Berlin - Das Deutsche Institut für Menschenrechte sieht in Deutschland den Rechtsstaat unter Druck - befeuert auch durch die eigene Regierung. Man beobachte eine politische Rhetorik auch unter Regierungsmitgliedern, „die deutsche und internationale Gerichtsentscheidungen abwertet“, sagte die Direktorin des Instituts, Beate Rudolf, am Montag bei der Vorstellung ihres Jahresberichts in Berlin.
Dabei verwies sie als ein Beispiel auf die Ankündigung des damaligen Wahlkämpfers Friedrich Merz (CDU), den Haftbefehl des Internationalen Strafgerichtshofs gegen den israelischen Ministerpräsidenten Benjamin Netanjahu zu missachten. Als zweites Beispiel nannte sie Innenminister Alexander Dobrindt (CSU), der den Beschluss des Verwaltungsgerichts Berlin abtue, wonach die von ihm angeordneten Zurückweisungen Schutzsuchender an den deutschen Grenzen rechtswidrig sind. Die im Mai angeordneten Zurückweisungen werden bis heute weiter praktiziert.
„Langsame tektonische Verschiebungen“
Rudolf sagte, der Druck auf Rechtsstaat, Menschenrechte und Zivilgesellschaft zeige sich in Deutschland nicht als Beben, es gebe aber „stetige, langsame tektonische Verschiebungen“. Als Beispiele nannte sie die Verunglimpfung der Inklusion behinderter Menschen als „Ideologie“, Einschüchterungsklagen gegen zivilgesellschaftliche Organisationen sowie Angriffe auf Journalistinnen und Journalisten am Rande von Demonstrationen.

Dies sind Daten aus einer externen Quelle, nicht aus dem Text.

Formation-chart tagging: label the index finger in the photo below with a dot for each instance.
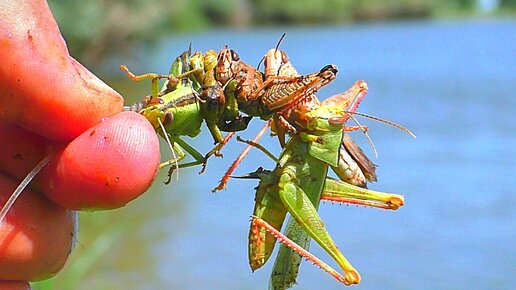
(42, 88)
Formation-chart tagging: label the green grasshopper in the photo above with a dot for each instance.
(190, 96)
(270, 97)
(295, 186)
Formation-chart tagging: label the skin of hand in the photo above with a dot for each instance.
(51, 104)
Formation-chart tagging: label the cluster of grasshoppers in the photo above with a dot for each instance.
(225, 92)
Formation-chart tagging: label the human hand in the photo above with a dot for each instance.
(50, 103)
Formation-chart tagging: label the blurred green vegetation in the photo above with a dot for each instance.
(113, 250)
(96, 29)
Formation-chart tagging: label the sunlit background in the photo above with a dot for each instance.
(444, 69)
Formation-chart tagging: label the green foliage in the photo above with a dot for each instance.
(95, 29)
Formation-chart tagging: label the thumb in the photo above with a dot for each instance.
(107, 166)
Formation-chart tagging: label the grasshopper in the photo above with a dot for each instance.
(190, 96)
(296, 186)
(266, 96)
(270, 97)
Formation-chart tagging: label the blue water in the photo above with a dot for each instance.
(452, 83)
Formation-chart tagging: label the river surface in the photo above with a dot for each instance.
(452, 83)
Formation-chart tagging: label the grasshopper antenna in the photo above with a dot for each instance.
(279, 42)
(369, 140)
(275, 49)
(24, 184)
(170, 146)
(404, 129)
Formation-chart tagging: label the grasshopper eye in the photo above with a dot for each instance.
(284, 57)
(235, 55)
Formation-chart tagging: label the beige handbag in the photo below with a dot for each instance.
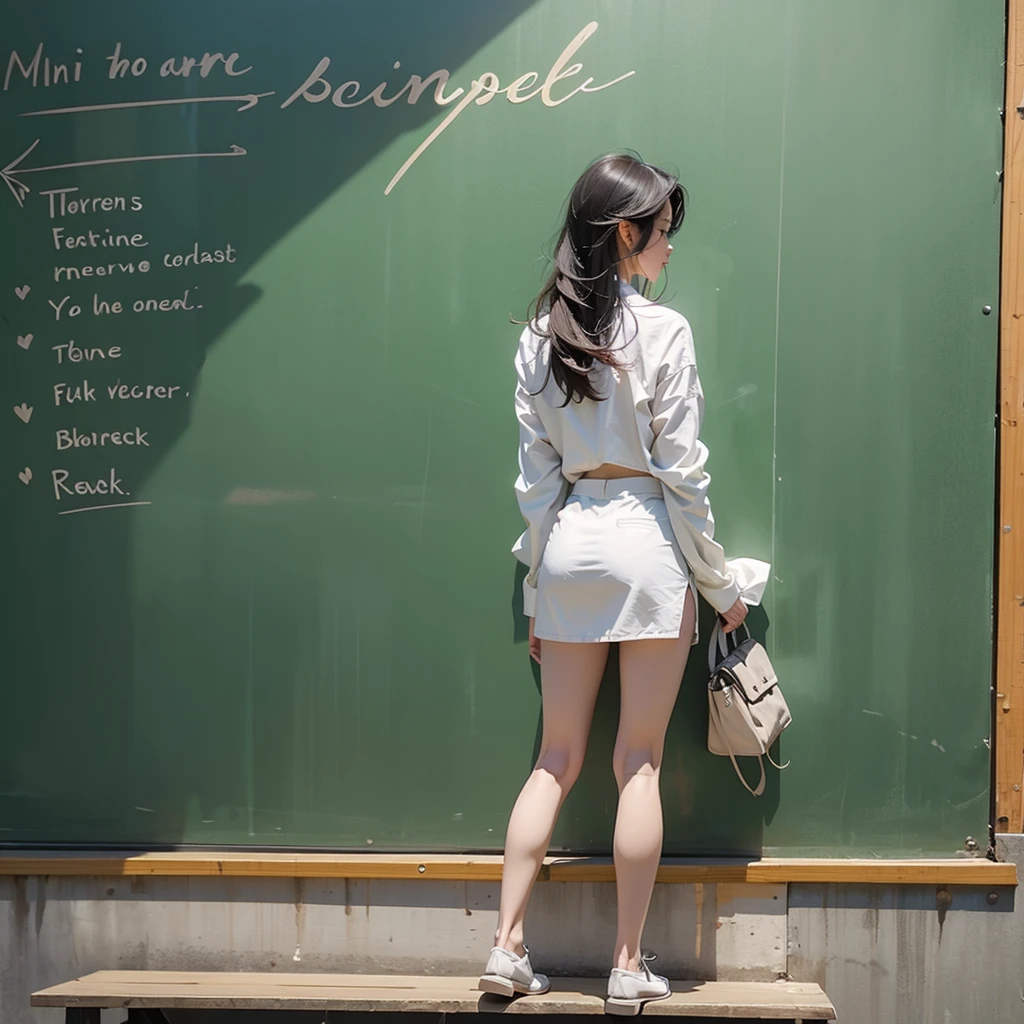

Die Institutsdirektorin forderte die Politik auf, mehr gegen solche Klagen zu unternehmen sowie Organisationen zu schützen und zu stärken.
Der Bericht, der jährlich kurz vor dem internationalen Tag der Menschenrechte am 10. Dezember veröffentlicht wird, beschäftigt sich auch mit der Partizipation junger Menschen, Mängeln beim Schutz von Frauen vor Gewalt und Rüstungsexporten. Das Deutsche Institut für Menschenrechte ist als gemeinnütziger Verein organisiert und wird vom Bundestag sowie für einzelne Projekte aus Drittmitteln finanziert.